Quelling the violence in East Jerusalem

Religious, national, political and social motives underlie the recent terror outbreak in Israel, which has been led by young Palestinians in East Jerusalem. Israel's capital stands at the center of the terrorist attacks by individuals (even though the arena has expanded to the entire West Bank) and has seen ongoing shootings, stabbings, stone throwing and Molotov cocktails over the past months.

What makes this outbreak of terror different from others we have confronted is that it is driven by young Palestinians willing to confront Israeli military and police forces and engage in acts of "sacrifice." The terrorist activities have been triggered by largely false reports of Israeli activity that was interpreted as changing the status quo on the Temple Mount (Haram al-Sharif). The young Palestinians have also been encouraged by social media campaigns, waged mostly by the Islamic Movement and Hamas.


This incitement builds off of the deep frustration, hopelessness and despair felt by young Palestinians in East Jerusalem. More than 30 percent of East Jerusalem youths have dropped out of school due to a shortage of classes; some work in menial labor, but many are unemployed. This feeds into the sense that they have nothing to lose, and contributes to religious and nationalist radicalism. Incitement on social media — sometimes the same type of jihadism preached by the Islamic State — inflames these feelings.

Right now, these youths feel that they have succeeded, because their actions have successfully frightened much of the Israeli public. They have seen that violence makes an impact, while political action has thus far achieved nothing.


Israel has tried to stabilize the situation by deploying massive numbers of police, border patrol and army units in Jerusalem. It has stepped up observation and physical monitoring of Arab neighborhoods and relaxed the rules regulating the use of live fire against attackers with knives or stones. Lastly, it has demolished family homes of terrorists. So far, these measures have not quelled the violence, but they have deepened the sense among the Arab population that they are the victims of collective punishment and injustice.

The events in Jerusalem have shown that the Israeli government's strategic calculations are incorrect. They apparently believe that the current status quo is sustainable, and that pursuing any serious changes would only make the situation worse. But it's now become clear that the status quo is dangerous and cannot be maintained, and that Israel's political and security situation is slowly getting worse. The more the situation stagnates, the more Palestinians will be tempted by radical, extremist and nihilistic ideas promoted by radical groups like the Islamic State, which are already gaining support in the West Bank and East Jerusalem.

The Israeli government continues to insist that Jerusalem is united in its current greater borders and can remain undivided. Yet that idea is completely disconnected from the reality of East Jerusalem, especially in the neighborhoods and villages annexed to the eastern part of the city that are marked by 48 years of neglect.

So what can we do?

First, Israel must outfit a new toolbox suited to the new circumstances, and focus on economic, infrastructure, social, educational and public relations efforts spread through social media. In order to prevent additional escalation, we need to expound and popularize more compelling alternative ideals, in order to avoid further national and religious radicalization among young Palestinians.

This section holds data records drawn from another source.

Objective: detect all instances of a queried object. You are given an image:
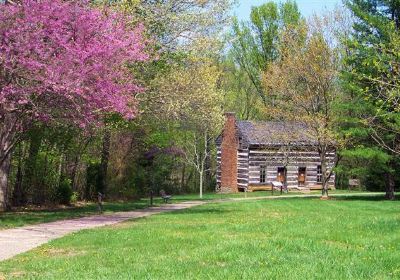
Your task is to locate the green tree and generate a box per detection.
[344,0,400,199]
[229,0,302,105]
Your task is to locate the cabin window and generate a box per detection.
[260,165,266,183]
[317,165,322,183]
[298,167,307,185]
[276,167,286,183]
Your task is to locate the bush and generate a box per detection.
[57,179,73,205]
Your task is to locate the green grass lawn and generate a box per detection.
[0,200,154,230]
[0,190,382,230]
[0,197,400,279]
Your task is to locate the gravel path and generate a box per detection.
[0,201,205,261]
[0,193,384,261]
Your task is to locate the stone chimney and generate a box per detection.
[221,113,239,192]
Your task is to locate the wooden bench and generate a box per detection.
[160,190,172,203]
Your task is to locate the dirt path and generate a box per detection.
[0,201,205,261]
[0,193,384,261]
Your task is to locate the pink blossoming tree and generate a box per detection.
[0,0,148,210]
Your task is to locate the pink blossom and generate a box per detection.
[0,0,149,127]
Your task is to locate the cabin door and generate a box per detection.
[276,167,286,185]
[298,167,307,187]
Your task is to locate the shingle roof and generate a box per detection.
[236,121,316,145]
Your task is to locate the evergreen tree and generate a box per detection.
[344,0,400,199]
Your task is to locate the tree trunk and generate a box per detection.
[98,129,111,194]
[320,151,329,198]
[0,153,11,212]
[0,112,20,211]
[12,143,26,206]
[385,162,395,200]
[23,127,44,204]
[199,171,203,198]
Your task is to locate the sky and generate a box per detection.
[234,0,342,20]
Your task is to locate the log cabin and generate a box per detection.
[216,113,336,193]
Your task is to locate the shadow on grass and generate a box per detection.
[165,206,232,216]
[334,194,400,201]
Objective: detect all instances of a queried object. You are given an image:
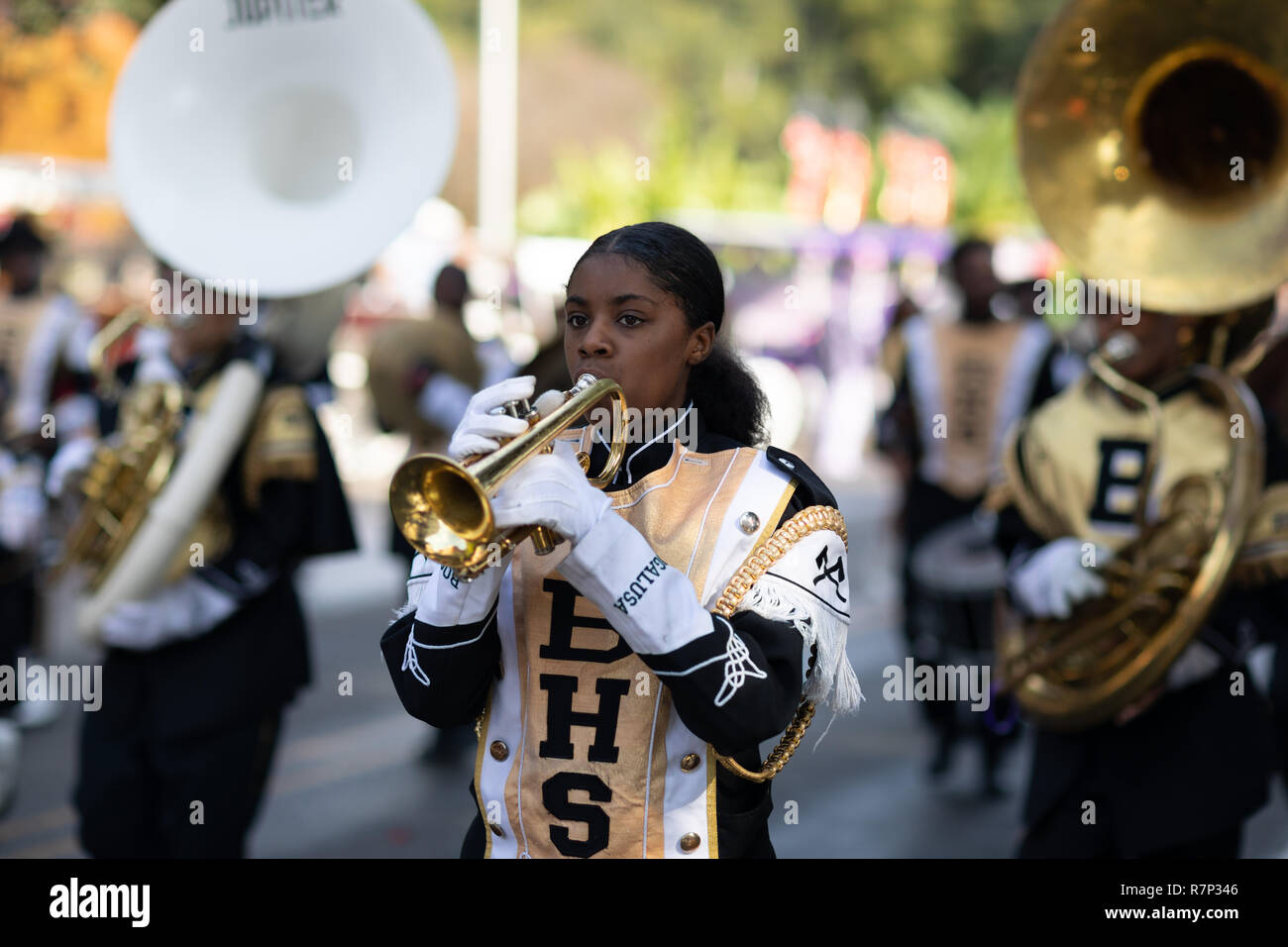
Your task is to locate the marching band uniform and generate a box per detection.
[989,374,1288,857]
[879,314,1060,789]
[381,378,862,858]
[76,329,356,857]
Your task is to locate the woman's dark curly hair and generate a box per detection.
[574,220,769,447]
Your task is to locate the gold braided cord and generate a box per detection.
[715,506,850,783]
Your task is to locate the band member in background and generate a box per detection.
[879,239,1060,796]
[368,263,484,767]
[0,215,95,728]
[368,263,483,563]
[988,304,1288,858]
[0,217,95,459]
[74,268,356,858]
[381,223,860,858]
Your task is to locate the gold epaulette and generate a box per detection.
[1231,483,1288,587]
[242,385,318,509]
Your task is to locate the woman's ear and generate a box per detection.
[686,322,716,365]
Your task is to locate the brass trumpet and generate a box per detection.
[389,374,626,581]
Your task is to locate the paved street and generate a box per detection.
[0,479,1288,858]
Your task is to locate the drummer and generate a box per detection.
[879,237,1061,797]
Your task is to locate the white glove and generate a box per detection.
[1009,536,1113,618]
[0,455,46,552]
[492,441,613,546]
[99,576,237,651]
[398,550,512,627]
[46,437,98,497]
[447,374,537,460]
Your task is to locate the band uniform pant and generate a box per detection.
[1015,793,1243,858]
[76,707,282,858]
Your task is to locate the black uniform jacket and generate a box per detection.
[381,415,836,858]
[93,340,357,737]
[999,386,1288,857]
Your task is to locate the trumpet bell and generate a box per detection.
[108,0,458,296]
[389,374,626,579]
[389,454,493,573]
[1017,0,1288,314]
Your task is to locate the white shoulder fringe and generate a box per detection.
[738,576,863,740]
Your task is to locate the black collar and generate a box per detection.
[590,401,705,491]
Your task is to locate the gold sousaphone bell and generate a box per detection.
[997,0,1288,730]
[389,374,626,581]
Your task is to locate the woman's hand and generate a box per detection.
[447,374,537,460]
[492,441,612,545]
[1009,536,1113,618]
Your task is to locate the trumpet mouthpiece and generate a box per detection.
[532,389,564,417]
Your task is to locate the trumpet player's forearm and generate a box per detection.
[380,554,509,727]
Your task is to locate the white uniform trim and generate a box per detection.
[474,566,527,858]
[700,451,791,612]
[662,708,716,858]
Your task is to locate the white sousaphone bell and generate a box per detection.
[77,0,458,638]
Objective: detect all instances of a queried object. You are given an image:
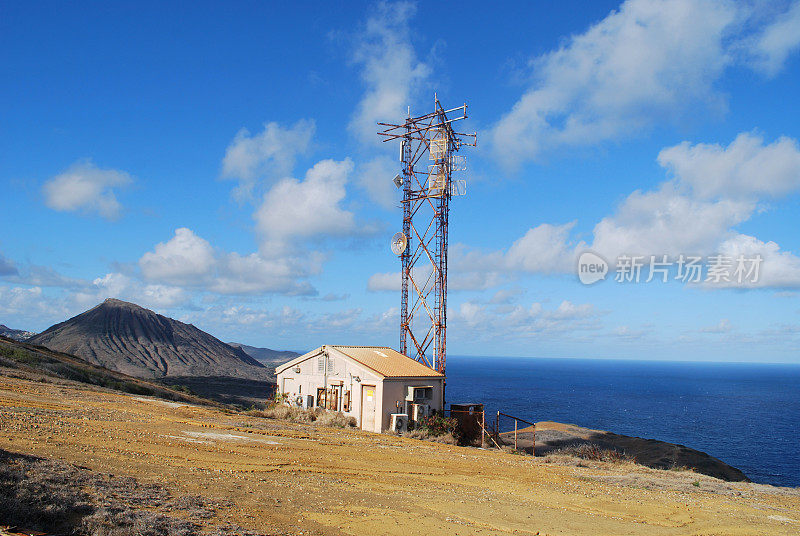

Second, Israel should act to boost the economy in East Jerusalem, which is likely to suffer a sharp downturn as a result of the violence. Israel could consider temporarily cutting municipal taxes for small businesses and promoting sales campaigns to encourage consumer activity. At the same time, it is vital to boost training projects and employment for the young unemployed population in East Jerusalem, and direct educated Arabs to suitable places of employment.

Over the long term, Arab neighborhoods and villages of East Jerusalem should be allowed to establish their own municipal authority. This authority would encourage self-management and the election of members of the local population. The establishment of an authority that would function effectively and improve the conditions of the Arab population would serve Israeli interests by allowing the emergence of responsible leadership and giving residents a greater say in their own lives.

Whether a two-state solution is achieved with a Palestinian capital in East Jerusalem, or Israel attempts to maintain the status quo and the conflict continues indefinitely, Israel has a strong interest in changing the reality in Jerusalem. Advancing these measures will increase the chances of avoiding the next eruption of violence in the capital and its negative effect on the entire country. In the long run, they can only be to Israel's advantage.


Udi Dekel is a retired general who headed Israeli negotiations with the Palestinians in Annapolis in 2007-2008 and is now deputy director of the Institute for National Security Studies, Tel Aviv. He is set to speak Tuesday at 6:30 p.m. at the Beth Am Synagogue in Baltimore.